Secondo Roberto invece i problemi sono altri: «Un docente, per aver maggiori punteggi, è spesso obbligato a “comprare” il maggior numero di attestati possibile. Riuscire a studiare tutto è un’impresa e rischi di dimenticarti competenze acquisite in anni di studi universitari. Ho conosciuto persone che a stento sapevano esprimersi in italiano con un certificato di Inglese C2 e il corso Eipass di livello avanzato nel curriculum. Questo sistema ha creato dei meccanismi spiacevoli in cui un “parente di” o una persona molto benestante ha maggiori possibilità di scavalcare gli altri grazie ai soli attestati, invece che grazie al merito». 

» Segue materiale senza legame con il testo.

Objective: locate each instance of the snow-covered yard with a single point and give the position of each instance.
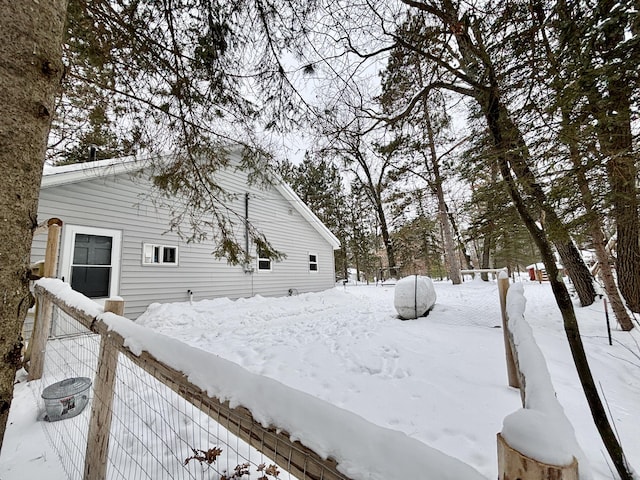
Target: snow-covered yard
(440, 379)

Il "concorsone" della scuola, giovani e precari fra sogni e posto fisso

Gli fa eco Matteo C., insegnante precario di Matematica: «Ci sono pochi soldi e scarso interesse verso il corpo docente, che è spesso snobbato e lasciato da solo, troppe volte senza l’adeguata formazione. In generale la figura del docente a scuola è da tanti decenni sempre più sminuita socialmente, finendo per rendere il suo ruolo tutt’altro che prestigioso. Il risultato è che invece di attirare le migliori menti, attira chi per un motivo o per l’altro ci si ritrova a farlo: perché non ha avuto successo in azienda, perché cerca un posto da statale o perché non ci sono grosse alternative. Sono pochi quelli con il fuoco sacro della passione».

Perché allora un ragazzo altamente specializzato dovrebbe andare a insegnare a scuola? «Io stesso, andassi in qualunque altra azienda prenderei più soldi nel giro di un paio d’anni con gli scatti di carriera. Non ci sono prospettive di crescita, i “premi di produzione” sono ridicoli, stimoli a fare meglio neanche a parlarne… se non per iniziativa o stimolo del docente stesso. Me lo chiedo anch’io». Matteo N. fa invece il confronto con altri mestieri: «La situazione non è rosea. Tuttavia, se dovessi lamentarmi con i miei amici che fanno gli operai o anche chi alla mia età è ingegnere o avvocato in ufficio, mi beccherei giustamente le loro offese. Parliamo di persone che per metà del mio stipendio fanno 8 – 10 ore di lavoro, senza ferie e con le medesime garanzie di rinnovo del contratto, se non inferiori. Dipende dalle lenti con cui si osserva questo mondo. Se vedo solo il contesto scolastico, l’orrida situazione e le differenze rispetto l’Europa sono avvilenti. Ma uno sguardo più ampio sulla situazione lavorativa italiana mi porta a scegliere volentieri questa via, almeno per ora».

Il "concorsone" della scuola, giovani e precari fra sogni e posto fisso

Malgrado il quadro generale sia negativo, Matteo C. ha ancora speranze: «Nella mia esperienza ho incontrato tantissimi docenti che ci mettono il cuore e fanno di tutto e di più per gli studenti. Chi arriva a fare questo lavoro o ci crede tanto, e allora si impegna e fa un ottimo lavoro nonostante tutto, o ci si ritrova solo per prendere uno stipendio e fa il minimo possibile». Roberto invece immagina la scuola come una missione: «Sono ormai consapevole che sarò precario a vita. Non mi faccio molte illusioni. Ma se il mio destino sarà questo, preferisco essere considerato un “maestro”, un “professore”, produrre conoscenza. Nella mia vita ho fatto tanti lavori umili che avevano come unico scopo quello di arricchire i miei datori di lavoro. Preferisco arricchire la società: mi affascina l’idea di vagabondare per l’Italia, aiutare gli altri e avere un ruolo importante. Se proprio devo morire di fame, voglio farlo come insegnante».